I wrote the following piece as a comment to contribute to the vigorous debate going on over at Save Seattle Schools about the Africatown Community Innovation Center (ACIC). For background about the ACIC, see here and here. The moderator of the Save Seattle Schools blog closed down comments and ended the discussion, so I could not post this there, and I’m posting it here instead.
I am a young teacher with five years experience working with youth on the verge of dropping out. Almost all of my students have been low income, and the majority are not white.
I agree with a few points folks have raised in this discussion:
- It’s unacceptable that the district does not have a plan for overcoming the so-called “achievement gap” (I agree with Wyking, this is not an achievement gap, it is really a form of institutional racism).
- I also agree that the so-called “education reform” groups funded by corporate folks like Gates have NOT improved the situation for Black students, despite all of their opportunistic use of anti-racist rhetoric.
However, I also have several critical questions and points:
Melissa and others who have described yourselves as long-time activists in the district: where is your plan for overcoming racism in our schools?

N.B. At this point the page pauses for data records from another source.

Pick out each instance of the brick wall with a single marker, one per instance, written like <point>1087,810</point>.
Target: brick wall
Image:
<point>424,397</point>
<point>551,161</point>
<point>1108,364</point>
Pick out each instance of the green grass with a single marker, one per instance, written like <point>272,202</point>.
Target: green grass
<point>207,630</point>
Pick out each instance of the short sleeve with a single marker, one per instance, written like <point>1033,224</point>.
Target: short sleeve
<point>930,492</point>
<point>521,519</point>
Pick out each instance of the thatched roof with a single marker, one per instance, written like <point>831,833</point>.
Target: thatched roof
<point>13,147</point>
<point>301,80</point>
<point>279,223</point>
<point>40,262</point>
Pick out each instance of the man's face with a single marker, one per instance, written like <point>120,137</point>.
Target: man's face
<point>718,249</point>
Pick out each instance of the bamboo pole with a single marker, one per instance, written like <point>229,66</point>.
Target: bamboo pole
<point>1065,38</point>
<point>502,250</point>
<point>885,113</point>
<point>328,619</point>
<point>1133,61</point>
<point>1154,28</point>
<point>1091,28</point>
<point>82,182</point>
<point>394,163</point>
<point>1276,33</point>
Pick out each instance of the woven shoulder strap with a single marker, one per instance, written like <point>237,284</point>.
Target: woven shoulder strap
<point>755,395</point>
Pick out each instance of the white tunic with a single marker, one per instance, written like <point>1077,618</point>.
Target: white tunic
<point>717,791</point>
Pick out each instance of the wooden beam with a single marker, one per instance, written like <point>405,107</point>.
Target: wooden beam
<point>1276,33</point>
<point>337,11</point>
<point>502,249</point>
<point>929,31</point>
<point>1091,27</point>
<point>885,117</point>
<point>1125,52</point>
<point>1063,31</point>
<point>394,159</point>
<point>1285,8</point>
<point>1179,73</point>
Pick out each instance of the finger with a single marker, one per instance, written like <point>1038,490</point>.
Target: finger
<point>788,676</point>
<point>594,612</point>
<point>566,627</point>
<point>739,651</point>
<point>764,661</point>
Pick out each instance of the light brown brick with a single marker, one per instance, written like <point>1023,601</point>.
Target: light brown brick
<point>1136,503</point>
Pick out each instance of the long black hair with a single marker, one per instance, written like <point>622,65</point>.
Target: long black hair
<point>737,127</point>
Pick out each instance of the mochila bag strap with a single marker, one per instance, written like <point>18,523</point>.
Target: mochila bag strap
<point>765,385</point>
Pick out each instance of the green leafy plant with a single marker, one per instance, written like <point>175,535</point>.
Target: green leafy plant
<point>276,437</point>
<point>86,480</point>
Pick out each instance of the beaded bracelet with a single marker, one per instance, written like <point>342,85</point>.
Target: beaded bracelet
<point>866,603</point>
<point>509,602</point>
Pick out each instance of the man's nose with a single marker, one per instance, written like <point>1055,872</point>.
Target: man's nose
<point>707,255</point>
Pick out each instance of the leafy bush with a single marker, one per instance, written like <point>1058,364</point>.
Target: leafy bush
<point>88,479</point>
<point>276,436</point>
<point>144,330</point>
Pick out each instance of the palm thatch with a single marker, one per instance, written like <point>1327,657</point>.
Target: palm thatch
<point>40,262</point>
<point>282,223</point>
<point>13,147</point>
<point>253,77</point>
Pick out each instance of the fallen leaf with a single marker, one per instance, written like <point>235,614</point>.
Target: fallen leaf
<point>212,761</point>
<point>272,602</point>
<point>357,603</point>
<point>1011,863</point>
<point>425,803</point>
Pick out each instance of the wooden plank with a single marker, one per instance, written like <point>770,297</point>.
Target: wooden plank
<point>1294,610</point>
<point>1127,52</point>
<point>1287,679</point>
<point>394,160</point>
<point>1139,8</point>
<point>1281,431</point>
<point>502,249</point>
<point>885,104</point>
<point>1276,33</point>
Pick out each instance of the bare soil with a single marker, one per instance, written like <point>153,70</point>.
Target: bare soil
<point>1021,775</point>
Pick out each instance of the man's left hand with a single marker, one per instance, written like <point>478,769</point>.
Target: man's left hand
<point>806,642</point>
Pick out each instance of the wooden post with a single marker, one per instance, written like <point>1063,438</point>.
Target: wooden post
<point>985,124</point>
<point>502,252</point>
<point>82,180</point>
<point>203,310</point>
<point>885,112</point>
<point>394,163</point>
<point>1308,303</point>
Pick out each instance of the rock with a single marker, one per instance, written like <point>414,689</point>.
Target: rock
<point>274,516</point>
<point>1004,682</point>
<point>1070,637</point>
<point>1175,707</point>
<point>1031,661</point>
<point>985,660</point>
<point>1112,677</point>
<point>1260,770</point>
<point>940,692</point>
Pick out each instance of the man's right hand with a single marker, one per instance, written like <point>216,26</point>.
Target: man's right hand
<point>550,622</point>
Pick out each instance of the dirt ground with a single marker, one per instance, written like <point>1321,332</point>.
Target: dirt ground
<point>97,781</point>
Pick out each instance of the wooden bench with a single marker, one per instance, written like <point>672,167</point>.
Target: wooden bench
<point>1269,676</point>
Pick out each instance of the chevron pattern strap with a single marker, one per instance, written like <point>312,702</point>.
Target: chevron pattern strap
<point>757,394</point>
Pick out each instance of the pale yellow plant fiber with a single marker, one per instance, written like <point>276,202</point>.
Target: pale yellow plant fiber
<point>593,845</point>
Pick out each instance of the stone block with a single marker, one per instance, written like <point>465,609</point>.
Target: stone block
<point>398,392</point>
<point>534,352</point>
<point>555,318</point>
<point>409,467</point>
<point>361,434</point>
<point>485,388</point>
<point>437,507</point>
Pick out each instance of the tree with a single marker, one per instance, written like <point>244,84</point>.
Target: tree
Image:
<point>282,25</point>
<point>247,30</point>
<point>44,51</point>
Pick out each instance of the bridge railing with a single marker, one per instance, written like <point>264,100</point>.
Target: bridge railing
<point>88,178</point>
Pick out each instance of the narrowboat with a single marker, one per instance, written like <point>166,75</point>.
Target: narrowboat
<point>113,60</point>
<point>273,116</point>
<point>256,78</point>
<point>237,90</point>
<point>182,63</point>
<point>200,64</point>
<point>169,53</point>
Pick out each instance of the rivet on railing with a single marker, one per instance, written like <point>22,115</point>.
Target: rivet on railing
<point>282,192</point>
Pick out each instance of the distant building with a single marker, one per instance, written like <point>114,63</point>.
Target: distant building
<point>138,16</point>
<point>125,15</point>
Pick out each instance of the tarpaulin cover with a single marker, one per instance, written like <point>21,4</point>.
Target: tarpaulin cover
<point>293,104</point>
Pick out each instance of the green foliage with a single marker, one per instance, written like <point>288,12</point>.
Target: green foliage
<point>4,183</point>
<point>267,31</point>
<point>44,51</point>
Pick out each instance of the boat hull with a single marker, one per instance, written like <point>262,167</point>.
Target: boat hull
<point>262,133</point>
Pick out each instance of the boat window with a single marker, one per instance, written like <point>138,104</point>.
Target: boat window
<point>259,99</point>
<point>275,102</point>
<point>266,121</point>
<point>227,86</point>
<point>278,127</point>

You have been at it for 10 years – in that time, what have you done to dismantle institutional racism?
Change comes from the bottom up, not the top down; instead of waiting for a plan from the district, we should form one ourselves, and implement it through direct action; if the district wants to support us, that’s great; if not, we should do it despite their opposition. Right now, the ACIC seems to be one of the only groupings independent of the corporate ed. reform groups that is trying to do that. If I’m wrong and if some of you have other projects you are working on, please share these.
I’m impressed and inspired by how the ACIC folks have taken matters into their own hands, and I hope their actions start a larger and longer process of grassroots organizing district-wide.
Several commenters are saying we should not support the ACIC because it won’t solve the district-wide problems of racial inequality. But it’s unfair to expect one program to do that. I see the ACIC as one part of a possible solution. If you think it’s not enough, why not support it and then do whatever other things you think are missing yourself? I agree with Wyking’s point at the school board meeting: the ACIC could serve as a “triage unit” for Black students while we all work together to stop the situations in schools across the district that are injuring Black students in the first place.
I am frustrated to see some of the knee-jerk “progressive” responses to ACIC – folks suggesting they are pro-charter, privatizers, ed-reformers, etc., or the suggestion that we should avoid these tensions and just go camp out on the Gates’ lawn because fighting the corporate education reformers is the “real” issue.
I am firmly opposed to corporate ed reform, but that is not the only struggle going on, and some of you are missing the forrest because you’re stuck in the trees. You are stuck in this siege mentality of defending public education, but you’re forgetting about the need to transform it so that there is something worth defending in the first place. To do that, we need to confront the racial inequalities – and other inequalities – that the public schools perpetuate. The ACIC issue brings this to the forefront, and it seems like some of you are trying to dismiss it or fit it into pre-conceived strategies of building progressive unity vs. the privatizers. It’s not that simple.
In fact, I would suggest that if we want to win against the corporate education deformers, then we need to focus on organizing against institutionalized racism in our schools. If we don’t do that, corporate funded groups will try to use the horrible situations that Black students face in our schools to justify anti-teacher policies, privatization, charters, etc.
The ACIC folks have made it clear they want to maintain their autonomy from such forces. They have made it clear they are seeking autonomy to develop culturally relevant and effective curriculum for Black youth, while allying with forces across the city who are sincerely trying to transform the district schools. How can that be anything other than a positive development? If such an alliance fails to materialize, that will not be a failure of the ACIC leadership, it will be a failure of the largely white progressive education activists for lacking a broad enough vision of what is possible and necessary.
Finally, a quick point about race and class. It’s not a matter of one or the other. The district is failing nonwhite youth, and is failing low income youth. These issues are closely related. Because of 500+ years of institutionalized racism, a higher percentage of non-white communities are pushed into poverty than white communities. However, in terms of absolute numbers, the majority of poor folks in the U.S. are white, and they are also being oppressed, failed, and underserved by the public schools. I see this working with youth who are on the verge of dropping it out – some of the white youth also don’t have it easy. But because working class and poor Black students in general are treated even worse, the system is able to dampen possible resistance from white youth and their families – people think “well, it could be worse” instead of “this is messed up, let’s fight back.”
In other words, those of you who said it’s not a zero sum game are correct, but in a different way than you originally meant. If the ACIC and other attempts to improve the situations of Black students are successful, this is a good thing, not only for Black students but also for working class white students. In fact, I hope that working class white parents are inspired by what parents at the ACIC are doing, and choose to take a stance like that for our own kids, in solidarity with Black parents at the ACIC.